The California DMV is experimenting with blockchain. AaronP/Bauer-Griffin/Getty Images

The Department of Motor Vehicles has never been an agency that screams innovation. The agency is better know for bureaucracy and endless lines than technological transformation. But this may be changing after a collaboration between California’s DMV and open-source blockchain Tezos and Oxhead Alpha, a crypto-focused software development firm.

Together, the three partners are building a DMV-run blockchain that will not only digitize car titles for California drivers, but also seek to streamline title transfers between owners.  

Ajay Gupta, the chief digital officer at the California DMV, said that the agency hopes to finalize its “shadow ledger,” or a full replication of the state’s title database on the blockchain, within the next three months before building consumer-facing applications, including digital wallets that hold car title NFTs.  

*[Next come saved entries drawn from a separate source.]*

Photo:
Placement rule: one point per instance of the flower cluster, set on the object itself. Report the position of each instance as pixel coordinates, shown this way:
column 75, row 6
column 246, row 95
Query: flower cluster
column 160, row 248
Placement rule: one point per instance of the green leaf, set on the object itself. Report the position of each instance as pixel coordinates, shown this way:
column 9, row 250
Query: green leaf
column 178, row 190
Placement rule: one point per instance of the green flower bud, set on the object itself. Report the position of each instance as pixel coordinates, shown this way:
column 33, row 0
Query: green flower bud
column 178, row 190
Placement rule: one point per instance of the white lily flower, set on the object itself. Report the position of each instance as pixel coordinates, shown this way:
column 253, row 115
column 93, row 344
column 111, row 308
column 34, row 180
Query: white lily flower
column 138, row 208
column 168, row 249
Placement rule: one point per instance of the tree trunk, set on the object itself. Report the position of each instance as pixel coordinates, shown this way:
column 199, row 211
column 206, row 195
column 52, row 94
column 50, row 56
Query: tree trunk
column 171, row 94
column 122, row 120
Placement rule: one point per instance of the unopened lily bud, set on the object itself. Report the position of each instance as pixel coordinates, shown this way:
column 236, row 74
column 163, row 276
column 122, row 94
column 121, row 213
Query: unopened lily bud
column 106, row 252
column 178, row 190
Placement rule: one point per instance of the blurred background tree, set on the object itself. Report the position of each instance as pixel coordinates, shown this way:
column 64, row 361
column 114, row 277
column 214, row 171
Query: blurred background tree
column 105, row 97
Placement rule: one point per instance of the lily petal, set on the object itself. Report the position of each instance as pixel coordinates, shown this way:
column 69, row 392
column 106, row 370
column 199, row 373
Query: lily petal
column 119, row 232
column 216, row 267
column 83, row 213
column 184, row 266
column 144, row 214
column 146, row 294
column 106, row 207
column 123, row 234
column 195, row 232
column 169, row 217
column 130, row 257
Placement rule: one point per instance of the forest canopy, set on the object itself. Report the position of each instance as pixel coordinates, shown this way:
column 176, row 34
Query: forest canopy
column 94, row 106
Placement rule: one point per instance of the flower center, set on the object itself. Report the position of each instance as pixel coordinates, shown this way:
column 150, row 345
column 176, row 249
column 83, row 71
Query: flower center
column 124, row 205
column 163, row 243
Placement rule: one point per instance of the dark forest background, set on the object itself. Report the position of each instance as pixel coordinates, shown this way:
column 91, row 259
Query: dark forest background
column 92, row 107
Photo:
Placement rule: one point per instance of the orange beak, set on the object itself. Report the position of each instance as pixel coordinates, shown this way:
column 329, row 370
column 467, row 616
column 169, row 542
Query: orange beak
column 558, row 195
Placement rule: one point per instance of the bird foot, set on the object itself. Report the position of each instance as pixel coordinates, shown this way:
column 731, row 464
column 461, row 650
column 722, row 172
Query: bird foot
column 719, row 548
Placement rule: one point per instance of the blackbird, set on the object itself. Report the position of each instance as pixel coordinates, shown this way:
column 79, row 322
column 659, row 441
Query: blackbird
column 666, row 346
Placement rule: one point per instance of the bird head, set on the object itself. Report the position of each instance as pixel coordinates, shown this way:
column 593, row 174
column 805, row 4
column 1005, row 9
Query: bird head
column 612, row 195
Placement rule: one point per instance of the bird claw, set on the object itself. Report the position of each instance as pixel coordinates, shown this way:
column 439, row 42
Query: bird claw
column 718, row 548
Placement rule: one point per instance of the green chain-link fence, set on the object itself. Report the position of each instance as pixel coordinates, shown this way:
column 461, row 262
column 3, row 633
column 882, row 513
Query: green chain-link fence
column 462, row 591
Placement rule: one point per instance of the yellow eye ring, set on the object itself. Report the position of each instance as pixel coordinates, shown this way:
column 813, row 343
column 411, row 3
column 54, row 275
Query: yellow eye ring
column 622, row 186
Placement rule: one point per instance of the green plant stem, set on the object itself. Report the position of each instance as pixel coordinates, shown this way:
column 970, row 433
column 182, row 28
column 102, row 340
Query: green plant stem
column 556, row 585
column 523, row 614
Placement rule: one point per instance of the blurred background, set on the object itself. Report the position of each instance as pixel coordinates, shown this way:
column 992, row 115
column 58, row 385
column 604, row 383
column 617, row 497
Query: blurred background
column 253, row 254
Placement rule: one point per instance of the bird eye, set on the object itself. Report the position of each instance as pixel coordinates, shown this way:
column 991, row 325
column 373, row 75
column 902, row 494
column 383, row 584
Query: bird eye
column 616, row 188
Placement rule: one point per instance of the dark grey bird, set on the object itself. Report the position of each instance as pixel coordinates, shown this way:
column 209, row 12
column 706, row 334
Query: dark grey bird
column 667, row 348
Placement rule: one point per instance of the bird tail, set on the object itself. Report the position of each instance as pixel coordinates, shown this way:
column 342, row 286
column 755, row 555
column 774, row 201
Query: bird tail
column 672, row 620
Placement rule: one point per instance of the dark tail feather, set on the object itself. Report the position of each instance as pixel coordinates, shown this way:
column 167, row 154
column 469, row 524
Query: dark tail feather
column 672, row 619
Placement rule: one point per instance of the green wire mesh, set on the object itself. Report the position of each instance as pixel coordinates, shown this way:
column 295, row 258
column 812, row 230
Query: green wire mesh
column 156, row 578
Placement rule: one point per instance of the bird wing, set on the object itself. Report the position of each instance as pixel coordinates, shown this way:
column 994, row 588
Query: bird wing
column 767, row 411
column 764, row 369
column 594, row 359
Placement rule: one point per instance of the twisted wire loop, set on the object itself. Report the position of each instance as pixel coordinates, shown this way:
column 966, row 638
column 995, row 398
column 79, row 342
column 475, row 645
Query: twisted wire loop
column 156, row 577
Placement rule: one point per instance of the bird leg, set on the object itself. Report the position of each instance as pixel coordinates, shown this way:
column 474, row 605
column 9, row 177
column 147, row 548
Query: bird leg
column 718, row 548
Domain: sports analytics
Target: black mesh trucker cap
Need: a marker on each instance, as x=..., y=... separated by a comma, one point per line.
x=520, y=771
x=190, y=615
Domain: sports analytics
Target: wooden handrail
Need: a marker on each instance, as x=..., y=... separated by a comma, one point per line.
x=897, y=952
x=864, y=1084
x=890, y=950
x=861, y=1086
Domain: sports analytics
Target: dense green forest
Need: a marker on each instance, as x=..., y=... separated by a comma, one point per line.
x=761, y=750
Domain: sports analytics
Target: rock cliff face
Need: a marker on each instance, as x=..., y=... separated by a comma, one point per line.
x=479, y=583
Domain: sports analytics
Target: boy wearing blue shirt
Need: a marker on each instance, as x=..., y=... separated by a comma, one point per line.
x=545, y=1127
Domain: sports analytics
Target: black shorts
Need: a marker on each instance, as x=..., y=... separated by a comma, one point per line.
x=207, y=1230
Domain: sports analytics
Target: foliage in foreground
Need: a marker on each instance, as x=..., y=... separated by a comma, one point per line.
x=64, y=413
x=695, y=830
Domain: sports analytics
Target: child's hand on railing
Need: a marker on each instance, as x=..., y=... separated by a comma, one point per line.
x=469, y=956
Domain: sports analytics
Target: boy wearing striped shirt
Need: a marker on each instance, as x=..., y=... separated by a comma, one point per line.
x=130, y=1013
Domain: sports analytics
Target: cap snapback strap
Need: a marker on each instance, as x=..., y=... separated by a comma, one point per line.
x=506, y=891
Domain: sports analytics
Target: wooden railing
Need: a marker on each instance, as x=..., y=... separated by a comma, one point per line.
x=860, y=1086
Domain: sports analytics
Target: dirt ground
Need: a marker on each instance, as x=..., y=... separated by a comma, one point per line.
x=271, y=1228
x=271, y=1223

“The DMV’s perception of lagging behind should definitely change,” Gupta told Fortune in an exclusive interview.  

The road to blockchain 

At a time when crypto is still searching for mainstream use cases, car titles have come up frequently as a potential killer application. A startup out of Cleveland raised $5 million in 2020 to digitize titles, and the state of California published a report the same year identifying possible pilots for blockchain, with the DMV included as one of the options.  

Gupta said that work began on the project in early 2020, although his team had to pause because of the pandemic. Still, the agency saw an opportunity to leverage digital ledgers to modernize its processes, with generating and transferring car titles emerging as a clear area for innovation.  

Andrew Smith, the president of Oxhead Alpha, said that he was pleasantly surprised by how quickly the Gupta-led DMV wanted to move with the initiative. He described the current system as using 18th-century paper-based technology to solve 21st-century transaction fraud, pointing to the common sense solutions presented by digitizing car titles and tracing their movement.  

For example, if someone buys a “lemon,” or faulty car, in California, it will have a special designation on their title. If they then move out of state and back into California with the car, they can shirk the “lemon” branding and sell the car without the new buyer knowing.  

“As far as the benefit for having a persistent digital title, this is a very obvious use case,” Smith said.  

The DMV worked with Oxhead Alpha and Tezos to create a private instance of the Tezos blockchain, which would increase security compared to relying on a public blockchain. Smith said that the DMV chain is currently operational and running DMV validator nodes.  

For now, the blockchain will operate in the background, but Gupta hopes to create consumer-facing applications soon. An obvious application would be allowing people to transfer car ownership between digital wallets through an NFT version of their title, with the DMV acting as a middleman to ensure that all the sale obligations are completed. Gupta said that type of functionality is on the horizon. 

Another possible use case is transferring titles between states. Smith said that he’s seen a lot of appetite from municipal-level governments, with mayors such as Miami’s Francis Suarez advocating for crypto, and that generating interest from states would come next.  

Smith added that blockchain serves as an ideal tool for collaboration between states because projects can incrementally add participants.  

“This certainly demonstrates there is real benefit to real people,” he said.